David Andrew Hunt, Lusion Yoshua Rice, and Dendrick Demond Hall v. United States
DueProcess HabeasCorpus
Whether Alabama robbery categorically requires 'as an element the use, attempted use, or threatened use of physical force against the person of another' under 18 U.S.C. § 924(e)(2)(B)(i) and U.S.S.G. § 4B1.2(a)(1)

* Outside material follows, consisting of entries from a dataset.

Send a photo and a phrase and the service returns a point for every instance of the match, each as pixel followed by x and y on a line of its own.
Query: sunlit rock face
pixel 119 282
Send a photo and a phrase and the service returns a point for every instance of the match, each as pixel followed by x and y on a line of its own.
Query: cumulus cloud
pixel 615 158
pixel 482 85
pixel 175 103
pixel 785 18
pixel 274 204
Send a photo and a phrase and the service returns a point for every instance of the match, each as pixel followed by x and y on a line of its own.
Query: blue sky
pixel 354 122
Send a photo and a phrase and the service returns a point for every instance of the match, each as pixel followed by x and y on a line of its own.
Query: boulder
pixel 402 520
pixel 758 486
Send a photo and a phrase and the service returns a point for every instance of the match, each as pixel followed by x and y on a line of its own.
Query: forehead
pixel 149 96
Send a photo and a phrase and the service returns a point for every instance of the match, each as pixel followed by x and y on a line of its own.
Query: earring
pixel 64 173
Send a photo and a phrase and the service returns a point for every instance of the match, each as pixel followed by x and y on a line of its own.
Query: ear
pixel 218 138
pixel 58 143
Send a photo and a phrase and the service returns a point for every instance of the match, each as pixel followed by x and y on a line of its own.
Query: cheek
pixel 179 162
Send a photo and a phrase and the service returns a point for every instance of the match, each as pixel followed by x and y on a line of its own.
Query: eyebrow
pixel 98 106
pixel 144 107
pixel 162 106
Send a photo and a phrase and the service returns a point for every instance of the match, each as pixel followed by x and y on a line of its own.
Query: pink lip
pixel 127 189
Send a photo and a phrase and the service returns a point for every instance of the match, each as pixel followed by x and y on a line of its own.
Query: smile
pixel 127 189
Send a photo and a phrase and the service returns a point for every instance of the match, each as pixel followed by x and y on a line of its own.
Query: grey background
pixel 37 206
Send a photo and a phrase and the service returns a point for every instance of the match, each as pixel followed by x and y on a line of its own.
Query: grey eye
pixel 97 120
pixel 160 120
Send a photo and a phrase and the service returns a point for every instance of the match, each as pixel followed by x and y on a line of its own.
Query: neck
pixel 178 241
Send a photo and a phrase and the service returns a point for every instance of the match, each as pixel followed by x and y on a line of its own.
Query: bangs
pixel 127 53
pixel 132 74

QUESTIONS PRESENTED Each of the Petitioners presented the Eleventh Circuit with counseled briefing on a question of first impression: whether Alabama robbery categorically requires “as an element the use, attempted use, or threatened use of physical force against the person of another” under 18 U.S.C. § 924(e)(2)(B)(@) and U.S.S8.G. § 4B1.2(a)(1). But two days after their appeals were set for consolidated oral argument, a separate Eleventh Circuit panel decided the same question on its merits in an order denying an inmate’s pro se application, under 28 U.S.C. § 2244, for authorization to file a successive motion challenging his sentence. And because that panel decided to publish its order—despite having only 30 days to rule on it, with no counsel, briefing, or adversarial presentation—the unreviewable order became a precedent that, under Eleventh Circuit law, binds all future panels. In this way, the Eleventh Circuit decided a question of first impression that significantly affects the Petitioners’ sentences, and many others, without any meaningful argument by the parties or analysis by the court of appeals. The Petitioners’ appeals became empty rituals in which they could do little more than argue that the panel hearing their cases should disregard the intervening order and become the first to truly analyze the dispositive issue. The practices that produced that result are unnecessary, and they are unique to the Eleventh Circuit. The Petitioners present these questions: I. Did the court of appeals deprive the Petitioners of due process of law by giving binding precedential weight to a prior panel’s expedited and unappealable order issued under 28 U.S.C. § 2244 without counsel, argument, or adversarial testing? i II. Should this Court exercise its supervisory authority over the federal courts to hold that a prior order on an ex parte motion under 28 U.S.C. § 2244 cannot bind a subsequent panel in an adversarial proceeding?